Supervised, Unsupervised, Reinforcement Learning
Why is RL different from other ML ?
1) No supervisor,
2) Only Reward
3) Feedback Delayed
4) Time dependent (sequential data, not fixed IID dataset)
5) Agents actions influence subsequent data in receives.
Reward Hypothesis ?
All goals can be described by the maximization of expected reward.
Describe the Agent process at each timestep t ?
Executes Action At,
Receives Observation Ot,
Receives Scalar Reward Rt
Describe The Environment at each tilmestep t ?
Receives Action At
Emits observation Ot+1
Emits Scalar Reward Rt+1
“History” in RL ?
Sequence of Observations, Actions and Rewards
“State” in RL ?
Used to determine what happens next.
Describe “State” formally.
St = f(Ht)
“Environment State” ?
The environments private representation.
“Agent State?”
The agents private representation.
“information State?”
“Markov State” contains all useful information from the history.
Markov State ?
The future is independent of the past given the present.

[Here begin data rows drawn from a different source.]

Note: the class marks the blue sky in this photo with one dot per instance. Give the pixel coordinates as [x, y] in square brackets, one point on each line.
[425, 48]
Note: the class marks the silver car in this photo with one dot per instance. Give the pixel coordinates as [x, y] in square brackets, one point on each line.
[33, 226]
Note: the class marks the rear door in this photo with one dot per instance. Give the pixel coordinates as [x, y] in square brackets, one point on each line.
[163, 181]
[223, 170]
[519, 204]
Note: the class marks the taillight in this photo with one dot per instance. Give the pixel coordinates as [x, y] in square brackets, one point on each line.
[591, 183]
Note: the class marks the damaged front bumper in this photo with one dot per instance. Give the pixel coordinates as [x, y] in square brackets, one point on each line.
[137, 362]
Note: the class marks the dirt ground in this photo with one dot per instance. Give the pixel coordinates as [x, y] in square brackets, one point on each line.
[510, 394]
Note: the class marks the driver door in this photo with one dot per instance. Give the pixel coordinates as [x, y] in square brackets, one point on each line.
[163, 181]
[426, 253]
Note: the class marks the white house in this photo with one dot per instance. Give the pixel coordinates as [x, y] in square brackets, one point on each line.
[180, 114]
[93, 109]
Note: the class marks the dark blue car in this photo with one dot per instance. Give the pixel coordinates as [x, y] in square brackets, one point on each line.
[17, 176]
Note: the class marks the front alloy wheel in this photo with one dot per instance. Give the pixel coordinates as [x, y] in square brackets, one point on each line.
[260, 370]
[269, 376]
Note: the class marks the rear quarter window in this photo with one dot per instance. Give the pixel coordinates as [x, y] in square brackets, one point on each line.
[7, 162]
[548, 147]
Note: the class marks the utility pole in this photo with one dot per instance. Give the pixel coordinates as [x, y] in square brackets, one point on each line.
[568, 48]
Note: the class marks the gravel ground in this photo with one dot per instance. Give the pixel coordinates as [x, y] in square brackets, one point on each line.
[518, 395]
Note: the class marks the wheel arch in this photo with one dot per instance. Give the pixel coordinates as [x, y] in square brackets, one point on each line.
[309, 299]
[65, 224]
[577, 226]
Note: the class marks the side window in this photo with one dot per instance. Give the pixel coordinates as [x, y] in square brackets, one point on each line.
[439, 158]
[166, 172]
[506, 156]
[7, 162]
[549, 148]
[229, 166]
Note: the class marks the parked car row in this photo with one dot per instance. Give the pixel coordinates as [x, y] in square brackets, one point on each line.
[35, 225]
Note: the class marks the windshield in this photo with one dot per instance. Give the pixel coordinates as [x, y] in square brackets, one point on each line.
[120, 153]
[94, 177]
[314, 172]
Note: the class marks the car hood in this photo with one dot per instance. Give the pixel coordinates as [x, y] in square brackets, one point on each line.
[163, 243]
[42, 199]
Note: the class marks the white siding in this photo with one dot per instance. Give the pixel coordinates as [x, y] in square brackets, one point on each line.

i.e. once the state is know, the past history may be discarded.
Fully Observable Environment ?
Agent directly observes environment state
Partially Observable Environment ?
Agent indirectly observes environment state
3 Components of an RL Agent ?
One or more of: Policy, Value, Model
Agent’s Policy ?
Rules/Space that describe/represent and agents behavior.
Agent’s Value Function ?
How good each state/action is.
Agent’s Model ?
Agents representation of the environment.
3 Categories of RL Agents ?
Value-Based
Policy-Based
Actor-Critic
Value-based RL Agent ?
Has Value Function, Policy is implicit.
Policy-based RL Agent ?
Has Policy Function, Value is implicit.
Actor-Critic RL Agent ?
has both Value and Policy functions.
2 fundamental problems in RL ?
Environment Is Initally unknown
Model of Environment is unknown
Exploration vs Exploitation ?
Exploration finds more info about environment
Exploitation leverages known env. info to maximize reward